Depth Saliency Based on
Anisotropic Center-surround Difference

Ran Ju, Ling Ge, Wenjing Geng, Tongwei Ren, and Gangshan Wu

Figure 1. Saliency detection aims at finding the most conspicuous regions rapidly from sight. We demonstrate that depth cue contributes a powerful impact in visual attention. First row: color image (left view), disparity map and saliency map generated by our method. Second row: saliency results generated by three depth based methods. Third row: results generated by three color based methods.

Abstract

Most previous works on saliency detection are dedicated to 2D images. Recently it has been shown that 3D visual information supplies a powerful cue for saliency analysis. In this paper, we propose a novel saliency method that works on depth images based on anisotropic center-surround difference. Instead of depending on absolute depth, we measure the saliency of a point by how much it outstands from surroundings, which takes the global depth structure into consideration. Besides, two common priors based on depth and location are used for refinement. The proposed method works within a complexity of O(N) and the evaluation on a dataset of over 1000 stereo images shows that our method outperforms state-of-the-art.

Result

Figure 2. Comparisons with state-of-the-art methods. The first column shows the left views of the stereo images. The second and third column shows the depth images and ground truth salient object masks repectively. The next three columns are the saliency results of color image based methods. The last four columns show the results of depth saliency methods.

Papers

  • Ran Ju, Ling Ge, Wenjing Geng, Tongwei Ren, and Gangshan Wu. Depth saliency based on anisotropic center-surround difference. IEEE International Conference on Image Processing (ICIP'14), Paris, France, 2014. (poster) [pdf, 2.0MB]
  • Ran Ju, Yang Liu, Ling Ge, Tongwei Ren, and Gangshan Wu.
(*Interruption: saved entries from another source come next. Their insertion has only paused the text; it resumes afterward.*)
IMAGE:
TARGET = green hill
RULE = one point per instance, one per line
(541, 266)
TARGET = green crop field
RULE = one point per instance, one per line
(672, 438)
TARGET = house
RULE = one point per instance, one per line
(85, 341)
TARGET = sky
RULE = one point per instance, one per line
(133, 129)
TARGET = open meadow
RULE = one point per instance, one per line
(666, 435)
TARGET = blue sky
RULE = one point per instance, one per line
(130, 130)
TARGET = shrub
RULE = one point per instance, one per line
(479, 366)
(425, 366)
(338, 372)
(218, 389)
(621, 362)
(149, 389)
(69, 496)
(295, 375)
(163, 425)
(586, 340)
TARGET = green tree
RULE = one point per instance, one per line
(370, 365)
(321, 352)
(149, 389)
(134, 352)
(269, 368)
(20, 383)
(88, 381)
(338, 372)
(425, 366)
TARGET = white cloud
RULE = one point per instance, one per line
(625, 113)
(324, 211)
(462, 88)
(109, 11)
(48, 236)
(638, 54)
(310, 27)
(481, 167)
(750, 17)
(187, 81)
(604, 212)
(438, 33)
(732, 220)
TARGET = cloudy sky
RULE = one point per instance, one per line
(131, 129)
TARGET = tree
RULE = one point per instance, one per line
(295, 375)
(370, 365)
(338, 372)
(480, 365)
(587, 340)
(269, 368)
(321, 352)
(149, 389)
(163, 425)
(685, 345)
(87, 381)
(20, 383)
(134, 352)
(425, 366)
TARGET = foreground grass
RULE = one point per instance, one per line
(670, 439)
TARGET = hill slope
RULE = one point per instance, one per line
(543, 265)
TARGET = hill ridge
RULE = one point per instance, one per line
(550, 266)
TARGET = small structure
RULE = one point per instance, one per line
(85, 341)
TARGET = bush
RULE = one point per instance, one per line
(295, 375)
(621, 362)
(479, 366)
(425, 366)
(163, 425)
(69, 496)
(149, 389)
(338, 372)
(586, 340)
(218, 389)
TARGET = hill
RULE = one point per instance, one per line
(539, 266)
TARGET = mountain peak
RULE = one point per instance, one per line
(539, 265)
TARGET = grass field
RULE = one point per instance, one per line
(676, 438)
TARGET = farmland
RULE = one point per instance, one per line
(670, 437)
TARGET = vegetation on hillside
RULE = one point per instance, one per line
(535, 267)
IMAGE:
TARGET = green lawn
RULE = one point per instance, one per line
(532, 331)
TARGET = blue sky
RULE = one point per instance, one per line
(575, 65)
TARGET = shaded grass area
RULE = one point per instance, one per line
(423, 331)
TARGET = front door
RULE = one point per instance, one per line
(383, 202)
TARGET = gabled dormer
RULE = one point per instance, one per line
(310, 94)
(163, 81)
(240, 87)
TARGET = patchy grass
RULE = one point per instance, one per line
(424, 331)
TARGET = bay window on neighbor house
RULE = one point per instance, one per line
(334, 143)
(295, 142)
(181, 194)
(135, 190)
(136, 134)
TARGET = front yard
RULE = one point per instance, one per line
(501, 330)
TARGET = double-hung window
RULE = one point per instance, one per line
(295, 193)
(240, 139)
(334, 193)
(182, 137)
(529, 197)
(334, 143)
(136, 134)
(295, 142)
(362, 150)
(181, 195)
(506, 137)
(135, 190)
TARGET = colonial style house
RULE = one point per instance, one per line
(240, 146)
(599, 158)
Depth-aware salient object detection based on anisotropic center-surround difference. Accepted by Signal Processing: Image Communication.

Download

  • Our NJU2000 (234MB) dataset consists 2,000 stereo images, as well as corresponding depth maps and manually labeled groundtruth. The dataset is built for evaluating salient object detection methods using depth information. The depth maps generated using Sun's flow method (see our paper) are together packed. You may either use our depth maps or try other methods to calculate depth since the stereo images are provided.
  • The C++ source code (6.06MB) of the conference version is available.
  • The C++ source code including salient object detection and segmentation will be available upon request. For evaluation, a windows executable package is free here (2.5MB).
  • A source-level optimized code for SLIC, 5x faster than the original version.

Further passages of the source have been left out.